Harold Stokes

From HistoryWiki

Harold Barclay Stokes (1905- )

Harold Stokes was born in Nokomis, Illinois in 1905. Nokomis is about fifteen miles northeast of Hillsboro. When he was a child, his family moved to St. Louis. He attended the University of Missouri.

Harold had considerable musical talents which he directed toward jazz and popular music. He played a robust piano (with hints of Jelly Roll Morton) and occasionally accordion. He was an accomplished dance-band orchestrator.

In 1928, Stokes became the musical director of the Chicago-based Jean Goldkette Band (which the legendary Bix Beiderbecke had left not long before). The group appeared daily on WGN radio and regularly recorded for Victor. (One such session, which Stokes directed, included members of the "McKinney's Cotton Pickers" band. It was the first known where blacks and whites played together in a Chicago recording studio.)

When NBC established a Chicago presence in 1929, Stokes became one of the networks staff conductors---leading groups of various sizes on various programs.

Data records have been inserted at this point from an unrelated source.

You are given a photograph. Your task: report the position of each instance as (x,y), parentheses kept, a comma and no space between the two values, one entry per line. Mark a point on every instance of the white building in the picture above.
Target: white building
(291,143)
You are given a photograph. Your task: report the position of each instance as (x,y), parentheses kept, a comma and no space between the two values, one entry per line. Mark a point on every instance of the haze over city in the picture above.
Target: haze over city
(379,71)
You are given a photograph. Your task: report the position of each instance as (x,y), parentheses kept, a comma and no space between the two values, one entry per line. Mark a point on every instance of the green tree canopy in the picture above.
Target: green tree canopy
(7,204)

He is said to have conducted the first coast-to-coast broadcast originating in Chicago. Stokes became known for his scorings of novelty numbers and his generally off-beat arrangements. The NBC-Chicago regulars he appeared with included Marian and Jim Jordan (in their pre-"Fibber McGee and Molly" days) and Don McNeill (in his pre-"Breakfast Club" days. On account of his looks he was called, behind his back, "Horse Face."

When WGN moved into its opulent new quarters adjacent to the Tribune Tower in 1934, Stokes was hired to lead its newly-formed "WGN Dance Orchestra." He held this position until the summer of 1941 when he was fired. (His replacement was Bob Trendler whom many will remember as the band leader on WGN-TV's "Bozo's Circus" show.) His first marriage disintegrated shortly thereafter.

Stokes retired to a chicken farm near Hillsboro that he had purchased during his palmier days at NBC. In the spring of 1944, the city fathers of Hillsboro asked him to put together an amateur variety show to raise funds for a proposed youth center. Stokes, with plenty of time on his hands, wrote an original score and assembled a cast of townsfolk. He also persuaded Jack Owens of the Blue Network's "Breakfast Club" and Lawrence Salerno (a WGN vocalist) to come to Hillsboro to appear in the show which was called "Hillsboro Hilarities."

Mary Hartline appeared in this show as a dancer. Stokes took a liking to her.

A year later, ABC hired Stokes as a radio producer. Almost simultaneously, Mary graduated from Hillsboro High. With Stokes encouragement, she decided to go to Chicago to become a model. Within a year, Stokes was assigned the new "Teen Town" show. He immediately made Mary a member of the cast. Stokes (age 42) and Mary (age 21) were married in June of 1947.

When ABC began construction of its Chicago television facilities in 1948, Stokes was assigned to program development, both for the network and its local outlet, WENR-TV.

"Super Circus" was one of Stoke's first ideas. Not surprisingly, Mary became a member of the cast to, in essence, bring her "Junior Junction" persona to the television screen.